Los dos hombres se separaron, engullidos por la noche y el chillido de los grillos, ahora insoportable. Klaus, gobernado por la decepción y el resentimiento, tomó el camino al pueblo. Helmut aligeró sus pasos hacia la casa. Entró en silencio y subió con mucha cautela las escaleras hasta su cuarto, pero de un tirón. Llego asfixiado al rellano por el esfuerzo. No se detuvo a recuperar el resuello. Entró y cerró la puerta. No dio la luz. A tientas registró los lugares donde tenía sus pertenecías. Poco a poco sus ojos se acostumbraron a la severa oscuridad del interior. Tomó su maleta, la depositó sobre la cama y la abrió. Después, se dirigió a la pared que ocupaba un mueble. Vació precipitadamente los pocos cajones y estantes de los que disponía este, y puso su ropa y demás enseres en el interior de aquélla. La operación apenas le ocupó unos segundos. Una vez que admitió tenerla preparada la cerró.
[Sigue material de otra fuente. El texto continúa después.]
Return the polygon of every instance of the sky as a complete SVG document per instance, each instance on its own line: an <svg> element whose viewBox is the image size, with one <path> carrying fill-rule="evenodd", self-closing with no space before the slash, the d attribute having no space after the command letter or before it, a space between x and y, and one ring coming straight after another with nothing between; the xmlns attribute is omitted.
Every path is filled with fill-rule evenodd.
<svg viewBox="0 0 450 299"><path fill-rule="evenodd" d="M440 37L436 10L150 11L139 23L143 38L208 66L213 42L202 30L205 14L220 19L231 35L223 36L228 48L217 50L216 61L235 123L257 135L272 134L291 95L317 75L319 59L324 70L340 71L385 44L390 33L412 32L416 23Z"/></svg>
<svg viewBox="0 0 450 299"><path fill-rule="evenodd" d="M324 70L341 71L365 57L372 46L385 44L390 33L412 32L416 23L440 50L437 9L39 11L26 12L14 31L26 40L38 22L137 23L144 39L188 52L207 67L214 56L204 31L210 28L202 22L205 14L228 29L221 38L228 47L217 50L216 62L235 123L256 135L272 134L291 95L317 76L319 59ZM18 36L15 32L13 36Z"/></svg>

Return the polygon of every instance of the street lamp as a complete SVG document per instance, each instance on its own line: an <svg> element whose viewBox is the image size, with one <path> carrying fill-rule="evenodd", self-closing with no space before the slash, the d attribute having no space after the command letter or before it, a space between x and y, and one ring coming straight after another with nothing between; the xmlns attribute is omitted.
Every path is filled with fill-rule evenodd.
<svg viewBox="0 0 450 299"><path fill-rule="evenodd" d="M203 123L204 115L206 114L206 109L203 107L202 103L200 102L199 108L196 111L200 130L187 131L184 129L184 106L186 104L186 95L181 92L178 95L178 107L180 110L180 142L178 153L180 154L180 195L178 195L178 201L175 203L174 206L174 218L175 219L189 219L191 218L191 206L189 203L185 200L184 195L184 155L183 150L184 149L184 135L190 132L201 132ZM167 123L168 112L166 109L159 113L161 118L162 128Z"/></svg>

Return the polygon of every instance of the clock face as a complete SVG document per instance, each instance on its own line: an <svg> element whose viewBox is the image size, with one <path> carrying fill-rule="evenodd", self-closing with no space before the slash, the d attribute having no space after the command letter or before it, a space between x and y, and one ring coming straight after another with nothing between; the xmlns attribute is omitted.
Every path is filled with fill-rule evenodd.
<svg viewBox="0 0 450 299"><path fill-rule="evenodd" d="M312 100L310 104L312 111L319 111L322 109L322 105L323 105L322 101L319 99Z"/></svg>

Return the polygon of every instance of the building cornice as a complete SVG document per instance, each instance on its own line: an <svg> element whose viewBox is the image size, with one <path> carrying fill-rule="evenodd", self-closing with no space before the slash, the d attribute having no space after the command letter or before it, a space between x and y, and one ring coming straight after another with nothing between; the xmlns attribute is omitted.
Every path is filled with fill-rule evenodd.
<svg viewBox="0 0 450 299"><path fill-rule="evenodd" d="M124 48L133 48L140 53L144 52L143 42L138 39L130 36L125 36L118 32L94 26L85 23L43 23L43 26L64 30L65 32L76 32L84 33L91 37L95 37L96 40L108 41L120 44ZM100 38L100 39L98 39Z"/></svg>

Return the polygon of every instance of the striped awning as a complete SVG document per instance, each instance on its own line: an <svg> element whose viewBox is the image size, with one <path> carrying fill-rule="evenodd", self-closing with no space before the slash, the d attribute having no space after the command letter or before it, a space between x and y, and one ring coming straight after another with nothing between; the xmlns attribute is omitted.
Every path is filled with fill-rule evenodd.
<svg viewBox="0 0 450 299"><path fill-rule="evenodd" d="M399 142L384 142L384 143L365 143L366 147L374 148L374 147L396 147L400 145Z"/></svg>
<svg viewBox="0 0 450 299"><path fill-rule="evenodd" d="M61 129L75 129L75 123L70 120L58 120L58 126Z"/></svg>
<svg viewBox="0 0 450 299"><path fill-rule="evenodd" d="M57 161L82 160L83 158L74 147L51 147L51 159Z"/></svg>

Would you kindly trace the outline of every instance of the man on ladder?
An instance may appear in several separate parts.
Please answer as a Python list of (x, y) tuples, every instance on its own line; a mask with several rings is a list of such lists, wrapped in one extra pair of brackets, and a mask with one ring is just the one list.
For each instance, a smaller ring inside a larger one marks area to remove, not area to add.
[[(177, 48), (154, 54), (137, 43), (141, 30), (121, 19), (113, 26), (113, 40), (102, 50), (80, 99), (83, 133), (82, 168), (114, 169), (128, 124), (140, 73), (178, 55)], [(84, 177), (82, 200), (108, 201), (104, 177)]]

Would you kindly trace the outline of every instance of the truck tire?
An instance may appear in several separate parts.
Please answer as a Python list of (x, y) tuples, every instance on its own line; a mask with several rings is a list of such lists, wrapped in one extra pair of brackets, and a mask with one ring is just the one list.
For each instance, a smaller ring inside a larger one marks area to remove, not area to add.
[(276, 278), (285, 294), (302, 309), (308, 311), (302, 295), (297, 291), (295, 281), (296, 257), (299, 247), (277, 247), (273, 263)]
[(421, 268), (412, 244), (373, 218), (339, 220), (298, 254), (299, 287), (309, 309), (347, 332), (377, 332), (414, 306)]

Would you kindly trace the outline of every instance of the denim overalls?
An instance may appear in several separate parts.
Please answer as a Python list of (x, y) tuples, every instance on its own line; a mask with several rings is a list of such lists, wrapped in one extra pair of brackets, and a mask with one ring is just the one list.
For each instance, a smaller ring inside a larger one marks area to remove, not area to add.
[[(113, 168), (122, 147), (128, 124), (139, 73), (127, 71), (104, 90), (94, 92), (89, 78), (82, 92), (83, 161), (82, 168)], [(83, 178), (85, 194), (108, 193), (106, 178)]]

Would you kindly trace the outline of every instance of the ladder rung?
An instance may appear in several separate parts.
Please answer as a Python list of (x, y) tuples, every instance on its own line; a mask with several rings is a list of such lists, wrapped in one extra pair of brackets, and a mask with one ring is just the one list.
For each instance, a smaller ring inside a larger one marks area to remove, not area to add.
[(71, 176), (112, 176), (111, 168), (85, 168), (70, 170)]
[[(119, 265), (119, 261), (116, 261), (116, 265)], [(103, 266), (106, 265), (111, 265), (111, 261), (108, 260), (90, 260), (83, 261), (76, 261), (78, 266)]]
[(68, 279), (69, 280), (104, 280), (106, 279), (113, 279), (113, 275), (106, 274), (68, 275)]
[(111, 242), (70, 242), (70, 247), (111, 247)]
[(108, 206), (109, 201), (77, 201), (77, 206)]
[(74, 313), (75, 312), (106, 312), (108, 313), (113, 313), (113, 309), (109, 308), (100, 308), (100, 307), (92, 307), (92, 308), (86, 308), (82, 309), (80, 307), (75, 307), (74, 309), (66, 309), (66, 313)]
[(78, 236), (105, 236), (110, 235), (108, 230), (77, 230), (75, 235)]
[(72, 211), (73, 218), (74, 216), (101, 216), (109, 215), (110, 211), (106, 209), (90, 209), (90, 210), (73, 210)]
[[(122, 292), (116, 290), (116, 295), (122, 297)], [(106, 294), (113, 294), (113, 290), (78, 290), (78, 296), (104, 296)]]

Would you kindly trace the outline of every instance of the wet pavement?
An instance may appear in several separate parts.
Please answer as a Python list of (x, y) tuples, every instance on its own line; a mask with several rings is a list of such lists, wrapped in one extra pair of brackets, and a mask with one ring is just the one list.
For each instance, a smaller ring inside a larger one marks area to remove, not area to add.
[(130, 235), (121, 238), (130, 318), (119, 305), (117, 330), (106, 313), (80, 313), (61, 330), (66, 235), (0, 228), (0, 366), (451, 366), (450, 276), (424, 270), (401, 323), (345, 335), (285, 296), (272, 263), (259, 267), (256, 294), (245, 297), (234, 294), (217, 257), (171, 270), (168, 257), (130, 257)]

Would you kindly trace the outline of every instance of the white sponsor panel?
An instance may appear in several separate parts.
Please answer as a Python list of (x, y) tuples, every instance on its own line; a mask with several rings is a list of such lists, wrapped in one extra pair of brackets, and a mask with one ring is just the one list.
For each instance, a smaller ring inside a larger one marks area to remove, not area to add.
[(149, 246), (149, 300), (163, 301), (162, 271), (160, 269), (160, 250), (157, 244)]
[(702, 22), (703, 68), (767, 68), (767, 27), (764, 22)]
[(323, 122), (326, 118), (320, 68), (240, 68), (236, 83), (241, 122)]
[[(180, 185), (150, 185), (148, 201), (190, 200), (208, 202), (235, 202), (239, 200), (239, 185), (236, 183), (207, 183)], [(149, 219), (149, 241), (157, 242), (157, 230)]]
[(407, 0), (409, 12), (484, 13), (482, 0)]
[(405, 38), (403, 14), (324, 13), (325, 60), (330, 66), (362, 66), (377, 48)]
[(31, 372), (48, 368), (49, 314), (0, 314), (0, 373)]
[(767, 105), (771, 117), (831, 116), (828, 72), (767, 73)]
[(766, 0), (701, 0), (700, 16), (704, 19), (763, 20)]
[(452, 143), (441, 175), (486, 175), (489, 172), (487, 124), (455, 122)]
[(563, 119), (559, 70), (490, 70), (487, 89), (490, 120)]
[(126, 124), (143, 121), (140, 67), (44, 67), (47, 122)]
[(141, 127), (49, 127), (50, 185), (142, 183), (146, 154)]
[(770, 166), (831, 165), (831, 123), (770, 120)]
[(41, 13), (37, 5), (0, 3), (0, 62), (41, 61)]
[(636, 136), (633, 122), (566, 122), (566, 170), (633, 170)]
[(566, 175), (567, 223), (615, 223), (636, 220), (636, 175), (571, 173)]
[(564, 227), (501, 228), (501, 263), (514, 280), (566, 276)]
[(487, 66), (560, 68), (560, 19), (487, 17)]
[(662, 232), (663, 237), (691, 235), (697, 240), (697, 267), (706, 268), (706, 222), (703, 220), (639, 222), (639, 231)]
Inmediatamente se puso a cuatro patas. Buscaba el pequeño maletín oscuro que trajo. Estaba colocado de pie y pegado a la pared que hacía esquina, justo bajo el cabecero de la cama, tras la escupidera, un lugar de difícil acceso para un tipo de su envergadura. No quiso hacer ningún ruido moviendo el armazón del lecho para conseguirlo. Lo extrajo de aquel espacio con cierta incomodidad, reptando como un gusano y con miedo a quedar atrapado. Hubo un momento en el que la situación le resultó de una comicidad inaguantable. El orinal, a un roce, hizo bailar su contenido con peligro de volcarlo sobre el piso.

Conseguido su objetivo, recuperó la compostura y se sentó a descansar un momento en el catre, que crujió.

Con el maletín entre ambas manos pasó revista mentalmente a la habitación. Se fijó en la pequeña ventana, que destacaba por permitir la tímida invasión de cierta claridad evanescente. Se acercó hasta ella y la abrió. Asomó la cabeza para observar el tejado. Notó en las orejas el bocado de humedad que ascendía desde la costa. Con la mano tanteó las tejas superiores, buscó una rendija, una grieta. Quedó decepcionado por su inútil esfuerzo.

Miró el horizonte, el mar estaba en calma.

Volvió a poner su atención en el interior de la cámara que le servía de cuarto, buscando un lugar apropiado para esconder algo. Se puso de puntillas, se arrodilló, revolvió, pero nada le resultó satisfactorio para su propósito. Empezó así a dar vueltas con el maletín en la mano sin encontrar lo que ansiaba, realizando una extraña danza repetitiva, sin aparente trascendencia, que no lo conducía a parte alguna. 

Se sintió mareado. Le faltaba el aire. Advirtió que los brazos no le obedecían. Experimentó un repentino y fuerte dolor en el pecho, se le doblaron las piernas y se derrumbó sin terminar de comprender qué le estaba sucediendo exactamente. Creyó hundirse en un remolino que lo arrastraba a lo desconocido. Después se fue todo.